Question

There are two bags, A and B. A has 6 red flowers and 3 pink flowers. Bag B, on the other hand, contains two red flowers and seven pink flowers. One flower is drawn at random from a bag. What is the probability that the chosen flower is pink?

Answer 1

Hint: We must first determine the probability of selecting one bag and then the probability of selecting the second bag. The probability of finding the pink flower in one bag is then calculated. The chance of the pink flower in the second bag is then calculated. To calculate the probability of a pink flower being pulled, we use the conditional probability formula.

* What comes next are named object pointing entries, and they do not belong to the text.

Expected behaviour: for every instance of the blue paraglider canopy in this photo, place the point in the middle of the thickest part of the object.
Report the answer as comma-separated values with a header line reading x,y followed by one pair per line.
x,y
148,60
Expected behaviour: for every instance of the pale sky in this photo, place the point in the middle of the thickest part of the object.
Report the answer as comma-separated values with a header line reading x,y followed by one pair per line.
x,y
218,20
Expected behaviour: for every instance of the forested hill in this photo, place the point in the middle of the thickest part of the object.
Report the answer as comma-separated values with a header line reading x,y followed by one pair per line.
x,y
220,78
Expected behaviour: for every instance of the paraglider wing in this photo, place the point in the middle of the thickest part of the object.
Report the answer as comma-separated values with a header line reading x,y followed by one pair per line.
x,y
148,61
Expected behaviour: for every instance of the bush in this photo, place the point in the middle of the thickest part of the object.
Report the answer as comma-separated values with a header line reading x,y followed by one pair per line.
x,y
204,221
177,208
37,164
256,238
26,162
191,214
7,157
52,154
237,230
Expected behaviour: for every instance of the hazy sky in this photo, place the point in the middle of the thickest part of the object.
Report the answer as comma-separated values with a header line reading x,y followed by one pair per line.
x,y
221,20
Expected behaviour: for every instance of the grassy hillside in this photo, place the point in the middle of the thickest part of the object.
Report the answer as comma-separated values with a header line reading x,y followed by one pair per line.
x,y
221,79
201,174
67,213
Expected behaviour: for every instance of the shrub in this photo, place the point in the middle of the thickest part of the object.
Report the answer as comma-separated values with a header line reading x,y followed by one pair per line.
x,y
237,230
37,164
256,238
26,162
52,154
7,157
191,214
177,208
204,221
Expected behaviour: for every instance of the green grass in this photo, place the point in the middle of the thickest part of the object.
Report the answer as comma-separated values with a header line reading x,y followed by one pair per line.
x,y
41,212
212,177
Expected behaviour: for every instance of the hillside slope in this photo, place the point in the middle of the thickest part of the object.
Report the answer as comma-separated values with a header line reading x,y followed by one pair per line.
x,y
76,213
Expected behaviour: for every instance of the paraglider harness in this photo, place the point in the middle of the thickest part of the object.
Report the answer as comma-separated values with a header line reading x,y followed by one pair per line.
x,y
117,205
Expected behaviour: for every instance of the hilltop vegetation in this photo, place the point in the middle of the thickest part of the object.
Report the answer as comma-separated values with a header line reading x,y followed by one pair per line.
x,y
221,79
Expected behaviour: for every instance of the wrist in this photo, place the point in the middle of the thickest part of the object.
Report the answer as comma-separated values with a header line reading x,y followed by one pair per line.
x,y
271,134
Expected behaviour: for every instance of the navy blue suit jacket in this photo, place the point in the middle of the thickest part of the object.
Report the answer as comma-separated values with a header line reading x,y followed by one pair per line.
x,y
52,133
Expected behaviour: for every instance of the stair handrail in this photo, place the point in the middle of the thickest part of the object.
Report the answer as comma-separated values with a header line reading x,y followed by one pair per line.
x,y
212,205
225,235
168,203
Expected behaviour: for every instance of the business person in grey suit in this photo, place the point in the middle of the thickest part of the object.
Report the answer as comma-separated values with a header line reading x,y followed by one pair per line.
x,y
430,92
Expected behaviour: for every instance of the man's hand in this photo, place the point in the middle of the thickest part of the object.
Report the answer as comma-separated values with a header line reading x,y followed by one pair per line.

Complete step-by-step solution:
We are given 6 red and 3 pink flowers in bag A.
So, the total flowers in bag A = 6red+3pink =9 flowers
Similarly, total flowers in bag B =2 red+7 pink=9 flowers
We will now find the probability of choosing a pink flower from bag A.
Probability of finding a pink flower in bag A $ = \dfrac{\text{number of pink flowers in bagA}}{\text{total number of flowers}}$
Probability of finding a pink flower in bag A $ = \dfrac{3}{9}$
Similarly for bag B we will find the probability of choosing a pink flower from bag B.
Probability of finding a pink flower in bag B $ = \dfrac{7}{9}$
We have total probability of choosing pink flower
$ = \dfrac{3}{9} + \dfrac{7}{9}$
$ = \dfrac{{10}}{9}$
We have only two bags
so, we will find the probability of selecting a bag $ = \dfrac{1}{2}$
We can calculate the probability of choosing a pink flower by the product of the total probability of choosing a pink flower and the probability of selecting a bag.
So, the probability of choosing pink flower $ = \dfrac{1}{2} \times \dfrac{{10}}{9}$
The probability of choosing a pink flower is $ = \dfrac{5}{9}$.

Note: The use of the suitable probability approach is a critical step in this challenge. In such cases, we always start with conditional probability and then move on to the law of total probability. The Bayes theorem outlines the probability of an event occurring under any condition. It's also taken into account in the case of conditional probability. The Bayes theorem is sometimes known as the "causes" formula.